ネットを通じてファンとつながりを持つという村上さんの取り組みは、マスメディアとの距離感とは対照的に、過去何度も行われている。1996年に始まった『村上朝日堂ホームページ』を皮切りに、2002年の『海辺のカフカ』、2005年の『村上モトクラシ』、2006年に再度設けられた『村上朝日堂ホームページ』など、定期的に交流の場が設けられてきた。
メディアを通さずに直接メッセージを届けられる方法として、村上さんにとってはネットが最適なのだろう。ファンにとってもまた、普段の遠い遠い距離を一気に縮めることができる、貴重な場となっている。このように黎明期からネットの力を駆使してきた村上さんだが、2015年という時期に立ち上げた今回のサイトに対しては、これまでとは違う「身構え」も必要になっているようだ。
前回の『村上朝日堂ホームページ』から今回の『村上さんのところ』を立ち上げるまでの9年間で、SNSによるネット上の情報拡散力は爆発的に上昇した。その力は、時として極端で過激な言葉を伴い、思わぬ炎上を引き起こす。村上さん自身はファンに寄せる回答の中で、「言葉を慎重に選んで返事をしなければならない」という趣旨のメッセージを何度も含めている。ネットの持つ負の力についても、十分に検討を重ねた上でのサイト開設だったようだ。
ネット社会への皮肉?
リスクを加味してもなお、ネットでファンと交流することにどのような意義を見出しているのだろうか。フェイスブックもツイッターもやらない村上春樹さんにとって、交流サイトはファンサービス以外にも何か意味がありそうだ。質問の回答を読んでいると、それが少しずつ見えてくるような気がする。
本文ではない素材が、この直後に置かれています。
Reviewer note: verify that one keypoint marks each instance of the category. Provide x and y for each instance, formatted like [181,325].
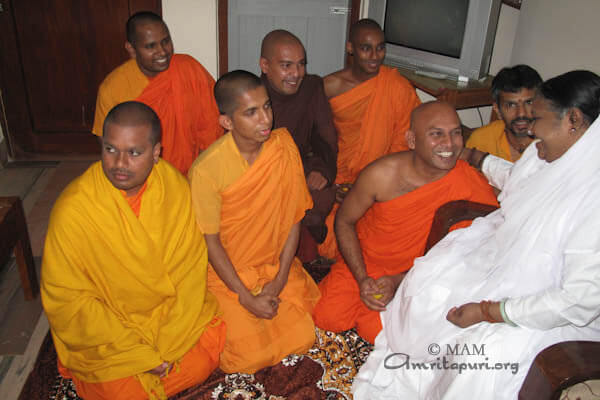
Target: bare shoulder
[338,82]
[391,174]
「異性とのLINEのやり取りが続かない」「好きになる人は決まって既婚者」「失恋した心を癒すには」……。年代を問わず女性からの恋愛相談が多く、村上さん自身も「恋愛についてのメールが多い」と感想を書いている。これは、村上春樹作品の女性読者の一定数が恋愛要素を求めていることを表しているのだと思う。
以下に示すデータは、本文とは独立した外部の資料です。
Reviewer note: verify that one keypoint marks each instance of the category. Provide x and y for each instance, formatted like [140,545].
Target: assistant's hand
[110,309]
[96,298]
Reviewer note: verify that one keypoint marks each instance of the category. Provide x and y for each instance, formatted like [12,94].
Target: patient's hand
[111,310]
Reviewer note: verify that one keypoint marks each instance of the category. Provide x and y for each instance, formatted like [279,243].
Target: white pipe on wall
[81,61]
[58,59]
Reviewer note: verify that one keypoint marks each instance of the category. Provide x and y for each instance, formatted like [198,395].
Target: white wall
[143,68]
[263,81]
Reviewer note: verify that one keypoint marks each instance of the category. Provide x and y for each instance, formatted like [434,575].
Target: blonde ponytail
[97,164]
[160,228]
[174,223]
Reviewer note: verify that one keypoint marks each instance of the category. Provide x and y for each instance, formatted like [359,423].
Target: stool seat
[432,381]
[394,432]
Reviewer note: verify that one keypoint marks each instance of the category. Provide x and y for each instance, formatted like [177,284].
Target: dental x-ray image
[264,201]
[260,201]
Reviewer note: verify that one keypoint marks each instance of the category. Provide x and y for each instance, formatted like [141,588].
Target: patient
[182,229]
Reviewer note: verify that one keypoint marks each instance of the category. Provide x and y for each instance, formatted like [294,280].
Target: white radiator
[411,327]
3万を超えるファンと交流ができるこのサイトは、膨大で実のある情報が集まるマーケティングツールとしても、大きな効果を発揮するのではないだろうか。村上さん本人がすべてのメッセージを読むという努力に反応して、ファンからの血の通ったメッセージが集まっているからだ。「期間限定の特設サイト」という、20年近く前とほぼ変わらないやり方でそれを実現しているのは、ネット社会に対する村上さんの皮肉のようで何とも心地良い(ご本人にそんな意図はないと思うのだが)。
「みなさんの寄せてくださったヴォイスが、僕のこれからの仕事にとって、何よりの大きな助けとなるはずです」(『当主ご挨拶』)と村上さんは結ぶ。質問と回答を読んでいるだけでも楽しめるこの交流が、やがて村上春樹の世界の一部になるのなら、ファンにとってもこれ以上の喜びはないだろう。